Workshop - Exploratory Data Analysis

Workshop - Exploratory Data Analysis#

In this workshop, we will work with a dataset of thermochemical data for some molecules to explore what features or descriptors are influential in their melting and/or boiling points.

Useful resources#

We will be using some of the python libraries you have already seen and Seaborn, which you might not have yet. Here are some quick start guides and/or tutorials that might come in useful.

Pandas
- 10 minutes to pandas
Matplotlib
- Quick start guide
RDKit
- Getting started with the RDKit in Python
- RDKit tutorial from 2021 - this covers a lot of ground. We won’t be talking about reactions (towards end of notebook)
- There are also lots of videos on YouTube and of course ChatGPT (though I am not sure how well it does with RDKit, probably because the documentation is patchy).

You might also find some useful bits and pieces in the Molecular fingerprints notebook in the module book.

Note

You can find a notebook with code for the data cleaning, visualisation of the initial data and calculation of molecular descriptors here.

Visualising factors affecting thermochemical properties
of organic compounds#

Let’s start by importing some libraries:

time (needed to include a sleep)
requests
pandas
numpy
matplotlib
seaborn

# TODO: Write your import statements here.


# rdkit has a complicated structure, so we will start with these and maybe add some later

from rdkit import Chem
from rdkit.Chem import (
                        AllChem,
                        rdCoordGen,
                        Draw,
                        rdFingerprintGenerator,
                        PandasTools,
                        Descriptors
                        )

from rdkit.Chem.Draw import IPythonConsole
from rdkit import DataStructs

from IPython.display import SVG
from ipywidgets import interact,fixed,IntSlider

Loading the data#

The data is stored in a flat csv file in the data directory called alcohol_acid_phys_data.csv.

Check the data in the file (try the ‘head’ command)
Read the data into a pandas dataframe
Display the dataframe

# TODO:

# 0. Check the data in the file (try the 'head' command)
# 1. Read the data into a pandas dataframe
# 2. Display the dataframe

Cleaning the data#

We need to do at least a little cleaning of the data. We can check the data for the number of rows and the data types in each column using DataFrame.info() method.

There are lots of pKa values missing. We are not going to use the pKa values, so we can drop those columns.

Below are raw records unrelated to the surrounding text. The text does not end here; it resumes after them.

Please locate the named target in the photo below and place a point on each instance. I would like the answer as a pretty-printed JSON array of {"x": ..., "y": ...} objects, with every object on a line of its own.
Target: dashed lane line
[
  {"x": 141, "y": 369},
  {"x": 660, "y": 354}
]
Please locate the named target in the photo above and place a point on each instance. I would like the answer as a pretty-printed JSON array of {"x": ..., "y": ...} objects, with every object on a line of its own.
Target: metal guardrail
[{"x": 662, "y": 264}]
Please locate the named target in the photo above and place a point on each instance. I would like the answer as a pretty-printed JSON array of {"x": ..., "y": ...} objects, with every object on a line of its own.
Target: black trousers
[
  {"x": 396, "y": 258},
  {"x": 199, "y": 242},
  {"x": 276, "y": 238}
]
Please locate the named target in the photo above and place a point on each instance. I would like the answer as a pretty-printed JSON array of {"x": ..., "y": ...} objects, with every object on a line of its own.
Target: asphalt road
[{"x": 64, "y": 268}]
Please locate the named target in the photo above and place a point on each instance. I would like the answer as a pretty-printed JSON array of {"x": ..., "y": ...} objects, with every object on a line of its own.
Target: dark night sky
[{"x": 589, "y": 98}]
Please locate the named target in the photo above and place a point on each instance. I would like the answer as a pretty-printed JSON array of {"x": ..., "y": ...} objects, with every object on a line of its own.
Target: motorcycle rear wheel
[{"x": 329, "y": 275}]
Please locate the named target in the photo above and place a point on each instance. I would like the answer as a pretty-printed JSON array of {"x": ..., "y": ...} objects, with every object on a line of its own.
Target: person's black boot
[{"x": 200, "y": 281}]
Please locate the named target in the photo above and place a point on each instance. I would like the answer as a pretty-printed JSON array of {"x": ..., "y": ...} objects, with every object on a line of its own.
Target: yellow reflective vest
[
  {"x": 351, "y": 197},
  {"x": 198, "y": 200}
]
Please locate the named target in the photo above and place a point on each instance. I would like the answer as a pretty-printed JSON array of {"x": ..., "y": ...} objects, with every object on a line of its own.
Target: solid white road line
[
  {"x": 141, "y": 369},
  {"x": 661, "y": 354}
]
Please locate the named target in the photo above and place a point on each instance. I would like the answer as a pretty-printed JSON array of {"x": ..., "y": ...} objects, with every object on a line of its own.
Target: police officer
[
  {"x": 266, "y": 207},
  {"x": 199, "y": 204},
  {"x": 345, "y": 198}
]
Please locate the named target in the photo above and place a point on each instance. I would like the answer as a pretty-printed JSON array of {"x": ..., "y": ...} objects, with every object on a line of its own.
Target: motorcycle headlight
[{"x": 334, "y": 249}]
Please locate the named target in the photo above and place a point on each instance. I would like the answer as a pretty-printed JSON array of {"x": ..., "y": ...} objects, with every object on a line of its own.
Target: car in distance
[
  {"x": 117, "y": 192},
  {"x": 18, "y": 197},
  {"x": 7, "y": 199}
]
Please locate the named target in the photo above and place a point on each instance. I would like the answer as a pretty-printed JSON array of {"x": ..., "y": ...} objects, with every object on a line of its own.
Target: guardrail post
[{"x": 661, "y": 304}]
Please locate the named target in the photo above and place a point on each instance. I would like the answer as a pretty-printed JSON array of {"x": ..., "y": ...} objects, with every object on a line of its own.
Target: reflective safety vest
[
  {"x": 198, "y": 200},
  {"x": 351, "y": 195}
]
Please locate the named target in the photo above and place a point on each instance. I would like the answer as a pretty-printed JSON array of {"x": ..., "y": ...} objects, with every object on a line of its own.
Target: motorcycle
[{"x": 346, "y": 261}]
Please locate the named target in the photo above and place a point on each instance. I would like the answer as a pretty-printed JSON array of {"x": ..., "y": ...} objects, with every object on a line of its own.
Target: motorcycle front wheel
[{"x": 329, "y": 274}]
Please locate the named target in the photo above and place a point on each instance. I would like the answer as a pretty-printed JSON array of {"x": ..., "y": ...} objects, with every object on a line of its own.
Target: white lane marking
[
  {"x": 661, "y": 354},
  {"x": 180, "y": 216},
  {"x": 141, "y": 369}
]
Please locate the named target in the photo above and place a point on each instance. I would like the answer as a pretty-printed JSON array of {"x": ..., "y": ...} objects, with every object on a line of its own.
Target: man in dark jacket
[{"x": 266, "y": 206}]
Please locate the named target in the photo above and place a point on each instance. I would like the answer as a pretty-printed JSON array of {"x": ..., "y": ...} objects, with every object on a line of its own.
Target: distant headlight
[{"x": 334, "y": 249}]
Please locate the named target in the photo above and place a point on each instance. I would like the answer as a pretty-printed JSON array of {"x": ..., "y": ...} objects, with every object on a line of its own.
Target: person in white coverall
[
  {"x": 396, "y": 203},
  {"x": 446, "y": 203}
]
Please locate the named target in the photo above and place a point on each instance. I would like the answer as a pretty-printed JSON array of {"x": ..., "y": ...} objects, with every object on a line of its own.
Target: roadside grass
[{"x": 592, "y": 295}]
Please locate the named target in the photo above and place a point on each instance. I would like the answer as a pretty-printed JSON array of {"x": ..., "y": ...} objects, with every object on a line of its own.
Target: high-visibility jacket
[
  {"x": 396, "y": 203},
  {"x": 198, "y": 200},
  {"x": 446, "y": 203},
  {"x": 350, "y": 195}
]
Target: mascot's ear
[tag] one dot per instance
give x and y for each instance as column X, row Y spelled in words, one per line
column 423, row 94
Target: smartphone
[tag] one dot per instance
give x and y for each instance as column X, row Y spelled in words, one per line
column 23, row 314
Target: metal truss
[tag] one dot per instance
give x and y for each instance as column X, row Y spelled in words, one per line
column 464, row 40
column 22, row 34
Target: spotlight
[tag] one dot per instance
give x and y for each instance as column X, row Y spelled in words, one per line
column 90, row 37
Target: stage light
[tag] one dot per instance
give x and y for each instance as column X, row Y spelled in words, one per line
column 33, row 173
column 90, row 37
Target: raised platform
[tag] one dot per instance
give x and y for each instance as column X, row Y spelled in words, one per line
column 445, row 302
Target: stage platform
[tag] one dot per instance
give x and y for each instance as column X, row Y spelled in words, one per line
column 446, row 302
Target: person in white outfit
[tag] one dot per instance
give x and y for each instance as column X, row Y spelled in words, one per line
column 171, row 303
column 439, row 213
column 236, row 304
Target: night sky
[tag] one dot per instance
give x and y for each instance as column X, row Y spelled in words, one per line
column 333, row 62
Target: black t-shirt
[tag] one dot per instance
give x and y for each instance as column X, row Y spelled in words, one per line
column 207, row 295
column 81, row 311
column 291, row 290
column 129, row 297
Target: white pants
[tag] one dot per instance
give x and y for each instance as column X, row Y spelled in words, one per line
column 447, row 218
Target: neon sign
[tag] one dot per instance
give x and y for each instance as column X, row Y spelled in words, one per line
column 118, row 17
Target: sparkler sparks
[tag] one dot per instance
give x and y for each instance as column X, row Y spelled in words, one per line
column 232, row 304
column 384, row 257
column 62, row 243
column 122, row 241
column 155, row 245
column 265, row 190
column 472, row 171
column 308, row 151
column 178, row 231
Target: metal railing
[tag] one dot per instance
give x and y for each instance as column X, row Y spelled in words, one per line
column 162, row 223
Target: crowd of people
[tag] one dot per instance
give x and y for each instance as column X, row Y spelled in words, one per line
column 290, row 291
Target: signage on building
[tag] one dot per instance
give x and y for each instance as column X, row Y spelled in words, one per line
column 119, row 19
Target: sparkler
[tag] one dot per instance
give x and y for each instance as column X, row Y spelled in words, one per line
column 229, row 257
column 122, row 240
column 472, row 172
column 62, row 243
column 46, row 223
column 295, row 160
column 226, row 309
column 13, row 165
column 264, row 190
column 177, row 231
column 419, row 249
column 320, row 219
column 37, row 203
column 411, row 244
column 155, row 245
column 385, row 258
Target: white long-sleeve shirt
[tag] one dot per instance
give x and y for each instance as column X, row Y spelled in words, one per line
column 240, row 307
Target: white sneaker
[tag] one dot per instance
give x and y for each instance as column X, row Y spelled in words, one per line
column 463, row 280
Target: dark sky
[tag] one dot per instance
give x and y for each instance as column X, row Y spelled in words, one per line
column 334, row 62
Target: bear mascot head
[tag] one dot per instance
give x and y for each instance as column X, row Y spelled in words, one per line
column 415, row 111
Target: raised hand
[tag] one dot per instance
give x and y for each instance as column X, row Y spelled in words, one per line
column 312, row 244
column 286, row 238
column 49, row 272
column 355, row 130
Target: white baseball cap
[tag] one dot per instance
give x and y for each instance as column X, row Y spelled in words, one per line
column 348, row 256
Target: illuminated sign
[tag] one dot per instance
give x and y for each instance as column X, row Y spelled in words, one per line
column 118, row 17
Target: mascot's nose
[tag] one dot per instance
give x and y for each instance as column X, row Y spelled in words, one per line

Some rows are missing densities. And more importantly, some are missing melting and/or boiling points, which is the property we are interested in.

It might be possible to look these up somewhere, like the NIST Chemistry WebBook which unfortunately does seem not have a convenient API (there are unofficial ones if you search on the web). For now we can also drop these rows.

# TODO:
# 1. Drop the two pKa columns
# 2. Drop the rows with NaN values in density, melting point and boiling point columns.
# 3. Check the info again to see if the changes have been made.

Still a few issues:

The Class and IUPAC name columns have some odd characters which appear to encode whitespace, e.g. Alkanedioic\r\nacid.
The .info() shows that the melting and boiling points have object, i.e. string data types, which suggests there are non-numerical values. If you look at the columns, some numbers have “d” or “s” sometimes with a number, probably to denote “decomposed” or “sublimed” maybe.

Pandas has str.contains and str.replace methods for its Series structure. Try using these to check and remove the encoded characters in those columns.

Can you think of a way to deal with the non- or partly numeric phase change values?

Hint

Could this help?

# TODO:

# 1. Ensure only numeric values are present in the melting point, boiling point columns
# 2. Remove the encoded whitespace characters from the 'Class' and 'IUPAC name' columns
# 3. Convert the melting point, boiling point columns to numeric values.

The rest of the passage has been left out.